De pronto sintió deseos de que estuviera cerrada con llave. Le costaba creer que esa idea había sido suya.

Bill, pálido, sacudió la cabeza e hizo girar el pomo. Entró y miró a Richie. Al cabo de un momento, Richie lo siguió. Bill cerró la puerta tras ellos apagando el sonido de los Fleetwoods. Richie dio un pequeño salto ante el suave chasquido de la cerradura.

Miró alrededor, temeroso pero lleno de intensa curiosidad al mismo tiempo. Lo primero que notó fue el olor a hongos secos en el aire. Hace rato que aquí nadie abre una ventana —pensó—. Caramba, aquí ni siquiera se respira. Ésa es la sensación que da. Se estremeció levemente ante la idea y volvió a humedecerse los labios.

Sus ojos se detuvieron en la cama de George y pensó que el niño dormía ahora bajo un edredón de tierra en el cementerio. Pudriéndose. No tenía las manos cruzadas porque se necesitan dos manos para cruzar sobre el pecho y a Georgie lo habían enterrado con una sola.

De su garganta escapó un ruidito. Bill lo miró con aire inquisitivo.

—Tienes razón —dijo Richie, con voz ronca—. Esto da miedo. No me explico cómo soportas entrar solo.

—Él e-e-era m-mi her-hermano —dijo Bill, simplemente—. A veces m-m-me v-vienen g-g-ganas.

En las paredes había pósters para niños. En uno estaban los sobrinos del Pato Donald marchando hacia la espesura con el uniforme de los boy scouts. Otro, coloreado por el mismo George, mostraba a Mr. Do deteniendo el tráfico para que un grupo de niños cruzara la calle hacia la escuela. Abajo decía: Mr. Do dice ¡ESPERA LA SEÑAL DEL GUARDIA!

El niño no se preocupaba mucho por escribir recto —pensó Richie y enseguida se estremeció. El niño tampoco podría mejorar jamás su caligrafía. Richie miró la mesa que había junto a la ventana. La señora Denbrough había puesto allí todos los boletines de notas de George, entreabiertos. Al mirarlos, sabiendo que no habría ningún otro, sabiendo que George había muerto antes de aprender a no pasarse del borde al colorear, sabiendo que su vida había terminado eterna e irrevocablemente con esos pocos boletines de parvulario y primer grado, la ruda verdad de la muerte abrumó a Richie por primera vez. Era como si una gran caja de hierro cayera en su cerebro hundiéndose allí—. ¡Yo también puedo morir! —gritó su mente, de pronto, con traicionado horror—. ¡Cualquiera puede morir! ¡Cualquiera puede morir!

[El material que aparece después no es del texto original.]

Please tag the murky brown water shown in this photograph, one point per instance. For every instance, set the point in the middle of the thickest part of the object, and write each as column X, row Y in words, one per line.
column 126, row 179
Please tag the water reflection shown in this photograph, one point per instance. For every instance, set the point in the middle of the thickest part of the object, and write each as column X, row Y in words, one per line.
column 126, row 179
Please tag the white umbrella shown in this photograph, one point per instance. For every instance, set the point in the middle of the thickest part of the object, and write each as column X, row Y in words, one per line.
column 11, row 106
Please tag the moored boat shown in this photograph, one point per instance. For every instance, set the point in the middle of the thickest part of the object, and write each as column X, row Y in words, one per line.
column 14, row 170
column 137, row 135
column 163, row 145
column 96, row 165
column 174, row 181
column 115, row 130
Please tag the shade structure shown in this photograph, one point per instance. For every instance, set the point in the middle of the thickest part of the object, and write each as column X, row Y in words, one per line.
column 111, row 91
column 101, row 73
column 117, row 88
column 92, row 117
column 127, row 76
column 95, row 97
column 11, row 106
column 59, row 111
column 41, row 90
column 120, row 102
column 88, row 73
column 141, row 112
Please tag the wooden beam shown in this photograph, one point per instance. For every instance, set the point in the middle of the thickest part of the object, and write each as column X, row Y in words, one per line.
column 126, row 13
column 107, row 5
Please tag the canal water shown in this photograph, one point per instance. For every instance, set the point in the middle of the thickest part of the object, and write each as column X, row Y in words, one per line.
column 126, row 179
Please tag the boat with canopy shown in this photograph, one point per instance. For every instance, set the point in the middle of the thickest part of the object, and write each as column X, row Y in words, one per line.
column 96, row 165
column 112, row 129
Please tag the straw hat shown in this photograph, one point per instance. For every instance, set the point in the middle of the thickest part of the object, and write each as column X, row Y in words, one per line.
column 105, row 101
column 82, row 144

—Oh, Dios, Dios —balbuceó, con voz estremecida, y no pudo agregar nada más.

—Sí —dijo Bill, casi en un susurro. Se sentó en la cama de George—. Mira.

Richie siguió el dedo con que Bill señalaba y vio el álbum de fotografías cerrado en el suelo. MIS FOTOGRAFÍAS —leyó Richie—. GEORGE DENBROUGH, EDAD 6 AÑOS.

¡Seis años! —Chilló su mente, con el mismo tono de estridente traición—. ¡Seis años para siempre! ¡A cualquiera podría pasarle! ¡A cualquiera, joder!

—Est-estaba ab-ab-abierto —apuntó Bill—. Antes.

—Se cerró —dijo Richie, intranquilo, sentándose en el borde de la cama, junto a Bill, para mirar el álbum—. Muchos libros se cierran solos.

—Las hoj-hoj-hojas, sí, p-p-pero la t-tapa nu-nunca. Y s-s-se cerró. —Bill miró a Richie con solemnidad, muy oscuros los ojos en su cara pálida y cansada—. P-p-pero qu-quiere que t-t-tú lo ab-ab-abras de n-n-nuevo. Creo.